Mülkiyeti yenebilir miyiz?

Türker Kılıç Hoca’nın beynimizin faaliyetleri konusunda yazdıklarıyla, bu alandaki gelişmeleri anlattığı bölümlerle ilgili fikir açıklamak benim boyuma aşıyor. Ama anlıyoruz ki bu alandaki gelişmeler de doğanın bir parçası olarak insanlığın geleceği açısından büyük önem taşımakta, kitapta da vurgulandığı gibi adeta bir buzkıran işlevi görmektedir. Bu gelişmeler de dünyamızın, doğanın ve doğa içinde insanın durumunu gözden geçirilmesi gerektiğini gösteriyor. Bunun için de yaşadığımız doğa ile insan ilişkisi üzerinde daha çok düşünmek, doğayı talan eden ve böylelikle insanın doğa içindeki varlığını kuşkulu ve tehlikeli hale getiren sistemi de gözler önüne sermek gerekmektedir. “Tüm dünyayı kâr etmek için işlenmesi gereken, sahip olduğu bir tarla gibi gören insanlık, daha fazla satılabilir ürün için ormanları yok etti, yaşam alanı daralan yaban hayat giderek insan kalabalıklarıyla daha fazla etkileşim haline girdi.” Bu gerçeğin değiştirilmesi gereken bir gerçeklik olduğunu da ayrıntılandırdığı “yaşamdaşlık” teziyle anlatıyor Türker Hoca.
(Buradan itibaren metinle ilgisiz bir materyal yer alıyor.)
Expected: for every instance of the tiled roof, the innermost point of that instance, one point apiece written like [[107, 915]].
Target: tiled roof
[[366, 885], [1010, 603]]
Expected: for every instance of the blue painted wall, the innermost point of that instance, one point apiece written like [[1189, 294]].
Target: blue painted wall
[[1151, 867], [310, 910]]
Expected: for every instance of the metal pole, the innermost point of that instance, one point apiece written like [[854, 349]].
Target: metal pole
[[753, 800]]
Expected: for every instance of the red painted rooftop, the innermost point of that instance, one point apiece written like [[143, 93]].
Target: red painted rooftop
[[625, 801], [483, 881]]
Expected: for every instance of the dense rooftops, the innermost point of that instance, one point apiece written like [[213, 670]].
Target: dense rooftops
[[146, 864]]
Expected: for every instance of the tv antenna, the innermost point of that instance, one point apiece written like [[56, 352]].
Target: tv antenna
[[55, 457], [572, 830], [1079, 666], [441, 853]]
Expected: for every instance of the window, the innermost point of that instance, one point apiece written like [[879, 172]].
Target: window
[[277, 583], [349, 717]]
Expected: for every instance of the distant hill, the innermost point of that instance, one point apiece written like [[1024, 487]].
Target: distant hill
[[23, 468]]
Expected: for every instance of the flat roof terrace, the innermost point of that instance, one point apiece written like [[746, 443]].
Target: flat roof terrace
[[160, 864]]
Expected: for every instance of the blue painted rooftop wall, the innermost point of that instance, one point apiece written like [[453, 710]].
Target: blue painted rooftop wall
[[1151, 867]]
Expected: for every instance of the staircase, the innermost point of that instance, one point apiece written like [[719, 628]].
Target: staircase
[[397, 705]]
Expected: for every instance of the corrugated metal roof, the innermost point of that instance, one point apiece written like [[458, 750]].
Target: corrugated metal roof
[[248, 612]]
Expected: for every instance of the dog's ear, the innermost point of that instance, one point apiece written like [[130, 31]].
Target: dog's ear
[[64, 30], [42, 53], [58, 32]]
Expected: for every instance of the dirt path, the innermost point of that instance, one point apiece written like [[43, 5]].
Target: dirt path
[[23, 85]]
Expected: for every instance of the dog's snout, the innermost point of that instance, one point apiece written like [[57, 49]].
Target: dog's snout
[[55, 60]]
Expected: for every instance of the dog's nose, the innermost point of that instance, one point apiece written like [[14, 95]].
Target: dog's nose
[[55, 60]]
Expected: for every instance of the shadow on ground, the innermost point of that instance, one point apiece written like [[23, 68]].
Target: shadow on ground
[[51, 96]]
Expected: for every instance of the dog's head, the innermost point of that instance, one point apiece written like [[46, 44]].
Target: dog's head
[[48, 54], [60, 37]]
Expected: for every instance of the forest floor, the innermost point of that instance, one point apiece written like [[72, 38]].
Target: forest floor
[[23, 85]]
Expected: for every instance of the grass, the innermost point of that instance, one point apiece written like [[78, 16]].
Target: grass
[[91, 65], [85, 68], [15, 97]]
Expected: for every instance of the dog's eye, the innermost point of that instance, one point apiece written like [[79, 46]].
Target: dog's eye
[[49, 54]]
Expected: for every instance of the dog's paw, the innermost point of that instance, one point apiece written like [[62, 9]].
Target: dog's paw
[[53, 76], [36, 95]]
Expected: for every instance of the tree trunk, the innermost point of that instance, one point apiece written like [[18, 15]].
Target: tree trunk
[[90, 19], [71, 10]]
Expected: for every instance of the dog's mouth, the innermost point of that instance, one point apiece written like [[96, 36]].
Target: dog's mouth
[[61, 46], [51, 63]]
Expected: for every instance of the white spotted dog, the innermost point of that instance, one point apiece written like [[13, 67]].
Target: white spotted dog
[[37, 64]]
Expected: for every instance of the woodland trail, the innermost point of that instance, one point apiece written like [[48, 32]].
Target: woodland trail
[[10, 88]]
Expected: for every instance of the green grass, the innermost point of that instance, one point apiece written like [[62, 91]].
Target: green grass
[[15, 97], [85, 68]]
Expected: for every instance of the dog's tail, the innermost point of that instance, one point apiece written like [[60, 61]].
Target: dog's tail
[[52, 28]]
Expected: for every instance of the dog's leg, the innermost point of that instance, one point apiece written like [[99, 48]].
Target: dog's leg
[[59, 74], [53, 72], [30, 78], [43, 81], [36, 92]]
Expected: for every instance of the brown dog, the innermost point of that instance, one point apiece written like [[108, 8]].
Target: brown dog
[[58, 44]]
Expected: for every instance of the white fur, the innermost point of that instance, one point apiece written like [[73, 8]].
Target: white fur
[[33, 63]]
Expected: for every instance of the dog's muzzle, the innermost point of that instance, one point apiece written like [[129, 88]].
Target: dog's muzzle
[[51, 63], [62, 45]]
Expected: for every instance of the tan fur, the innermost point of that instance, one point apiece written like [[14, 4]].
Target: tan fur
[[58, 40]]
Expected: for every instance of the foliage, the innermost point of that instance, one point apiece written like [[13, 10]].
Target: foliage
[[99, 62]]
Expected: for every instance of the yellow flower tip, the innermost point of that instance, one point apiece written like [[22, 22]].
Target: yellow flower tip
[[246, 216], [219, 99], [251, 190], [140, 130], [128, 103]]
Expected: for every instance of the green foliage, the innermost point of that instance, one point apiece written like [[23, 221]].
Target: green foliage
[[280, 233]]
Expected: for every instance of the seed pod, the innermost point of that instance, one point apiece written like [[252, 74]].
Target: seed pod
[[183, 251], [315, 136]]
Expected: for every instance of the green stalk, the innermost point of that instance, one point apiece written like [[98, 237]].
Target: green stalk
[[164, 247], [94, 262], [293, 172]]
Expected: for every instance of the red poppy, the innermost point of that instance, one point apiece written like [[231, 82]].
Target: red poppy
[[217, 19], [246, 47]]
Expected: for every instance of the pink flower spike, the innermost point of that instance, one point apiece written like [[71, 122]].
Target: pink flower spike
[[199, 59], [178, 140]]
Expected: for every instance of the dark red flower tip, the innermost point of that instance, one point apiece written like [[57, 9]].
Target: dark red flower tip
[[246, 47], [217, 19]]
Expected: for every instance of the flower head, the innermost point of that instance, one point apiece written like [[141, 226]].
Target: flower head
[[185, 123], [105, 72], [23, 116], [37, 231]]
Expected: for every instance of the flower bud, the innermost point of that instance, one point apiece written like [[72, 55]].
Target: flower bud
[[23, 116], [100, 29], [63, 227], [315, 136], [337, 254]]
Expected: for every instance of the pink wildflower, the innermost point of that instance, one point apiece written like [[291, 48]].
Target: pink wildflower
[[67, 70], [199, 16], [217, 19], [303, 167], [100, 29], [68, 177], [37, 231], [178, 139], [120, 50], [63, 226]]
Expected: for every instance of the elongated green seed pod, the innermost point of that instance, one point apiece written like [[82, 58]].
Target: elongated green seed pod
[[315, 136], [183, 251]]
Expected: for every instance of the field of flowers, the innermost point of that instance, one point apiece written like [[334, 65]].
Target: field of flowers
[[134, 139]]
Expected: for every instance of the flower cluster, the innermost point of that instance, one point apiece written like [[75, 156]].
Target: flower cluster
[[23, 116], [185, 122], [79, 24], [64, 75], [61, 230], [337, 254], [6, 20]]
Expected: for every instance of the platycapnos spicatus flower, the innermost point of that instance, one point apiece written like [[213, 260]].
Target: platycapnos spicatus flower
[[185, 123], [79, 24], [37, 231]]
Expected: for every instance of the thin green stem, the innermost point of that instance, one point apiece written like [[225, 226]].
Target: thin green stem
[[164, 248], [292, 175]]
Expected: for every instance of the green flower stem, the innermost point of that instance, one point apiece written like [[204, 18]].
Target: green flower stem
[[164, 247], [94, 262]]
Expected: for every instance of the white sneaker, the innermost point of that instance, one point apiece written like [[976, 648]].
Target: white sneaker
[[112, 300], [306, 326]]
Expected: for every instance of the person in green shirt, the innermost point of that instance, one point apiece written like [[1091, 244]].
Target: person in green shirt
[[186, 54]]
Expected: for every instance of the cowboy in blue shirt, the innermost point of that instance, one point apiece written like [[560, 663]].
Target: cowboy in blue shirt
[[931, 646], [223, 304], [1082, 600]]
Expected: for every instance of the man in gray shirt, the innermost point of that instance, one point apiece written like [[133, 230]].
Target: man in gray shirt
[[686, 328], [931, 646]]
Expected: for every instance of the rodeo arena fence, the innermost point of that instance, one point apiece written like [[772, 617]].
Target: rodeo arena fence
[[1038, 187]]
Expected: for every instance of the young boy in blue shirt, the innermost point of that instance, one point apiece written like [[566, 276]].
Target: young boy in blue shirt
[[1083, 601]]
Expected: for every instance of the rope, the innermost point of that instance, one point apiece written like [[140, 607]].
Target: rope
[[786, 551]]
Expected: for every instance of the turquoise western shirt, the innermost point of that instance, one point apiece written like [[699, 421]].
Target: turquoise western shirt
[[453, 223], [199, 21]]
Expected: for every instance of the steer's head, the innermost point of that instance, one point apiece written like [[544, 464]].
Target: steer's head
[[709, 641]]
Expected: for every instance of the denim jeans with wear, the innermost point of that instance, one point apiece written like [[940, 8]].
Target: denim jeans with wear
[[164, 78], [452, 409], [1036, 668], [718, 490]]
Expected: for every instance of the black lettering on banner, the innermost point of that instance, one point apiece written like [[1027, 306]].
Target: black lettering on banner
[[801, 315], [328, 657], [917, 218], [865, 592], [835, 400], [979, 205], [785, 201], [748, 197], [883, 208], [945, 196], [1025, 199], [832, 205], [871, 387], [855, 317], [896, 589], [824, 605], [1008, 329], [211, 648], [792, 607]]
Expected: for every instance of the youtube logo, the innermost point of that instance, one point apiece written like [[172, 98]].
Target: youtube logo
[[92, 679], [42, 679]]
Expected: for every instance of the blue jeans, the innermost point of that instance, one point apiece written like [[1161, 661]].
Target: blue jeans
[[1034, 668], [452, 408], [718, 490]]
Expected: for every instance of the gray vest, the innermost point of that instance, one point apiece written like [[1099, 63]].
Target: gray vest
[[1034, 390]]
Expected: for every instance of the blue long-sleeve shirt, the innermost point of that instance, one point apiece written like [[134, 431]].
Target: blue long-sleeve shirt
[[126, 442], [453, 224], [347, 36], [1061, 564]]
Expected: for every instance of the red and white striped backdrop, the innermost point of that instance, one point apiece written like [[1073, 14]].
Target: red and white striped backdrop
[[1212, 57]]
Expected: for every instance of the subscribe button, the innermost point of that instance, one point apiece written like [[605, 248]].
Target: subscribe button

Yaşamdaşlık ne demek ya da Türker Kılıç Hoca bu yeni kavramla bize ne anlatmak istiyor? Şöyle anlatıyor Türker Hoca: “Yaşamdaşlık zihnin yaprak olmaktan çıkıp “ormanın” bağlantısallığı içine yerleşmesi demek.” Belki biraz daha açıklayıcı anlatımlara gereksinim var. Devam ediyoruz: “Uygarlığımızın yetmezlik noktasının özetlendiği ‘yaşam insan için var’ kendiliğinden kabullenişinin ‘insan yaşamın bir parçası olarak ve onun için var, ben de bu yaşam ağı için varım’ anlayışına geçiş demek.” Yaprak-orman metaforunu bir yana bırakalım ve doğrudan söyleyelim; doğa bizim için değil biz doğa için varız. Bu gerçekten de uzun bir süredir insanlığın kendisine kabul ettirmeye çalıştığı ve bugüne kadar pek de başarılı olamadığı bir sorunsaldır. Bu sorunu kapitalizm koşullarında aşmak olanağı yoktur; sosyalizm ise eğer “yaşam kimin için?” sorusuna şematik olmayan yanıtlar arayan özü ile, yeni bir bakışla yaklaşabilirse, Türker Hoca’nın ütopyasına en yakın anlayıştır.

***

Bilim, kültür, sanat dünyamız son yıllarda büyük bir tehlike ile donma- kuruma tehlikesiyle karşı karşıyaydı, Bilim dünyasındaki tartışmalar akademinin sorgu sual kabul etmez jargonu ile sınırlandırılmıştı. Gelişme de teknolojinin marifetleriyle sınırlı kalıyordu. Türker Kılıç Hoca’nın kitabı bu kapalı dünyayı açma halka ulaştırma, verimli bir tartışmayı başlatma konusunda ciddi bir adım oldu. Bu nedenle çalışmanın yaygınlaşmasında ve tartışılmasında büyük fayda var. Kuşkusuz herkese öneriyorum ama özellikle de sol kesimin önyargısız bir şekilde incelemesi ve tartışması ufuk açıcı olacaktır.

Bu yazıda, Yordam Kitap’tan, Aklın İsyanı, (Alan Woods, Marksizm ve Siyaset (Can Soyer) Sol Yayınları’ndan Anti-Dühring, Doğanın Diyalektiği, (Engels) Kutsal Aile (Marx-Engels) Grundrisse (Marx) yararlanılmıştır.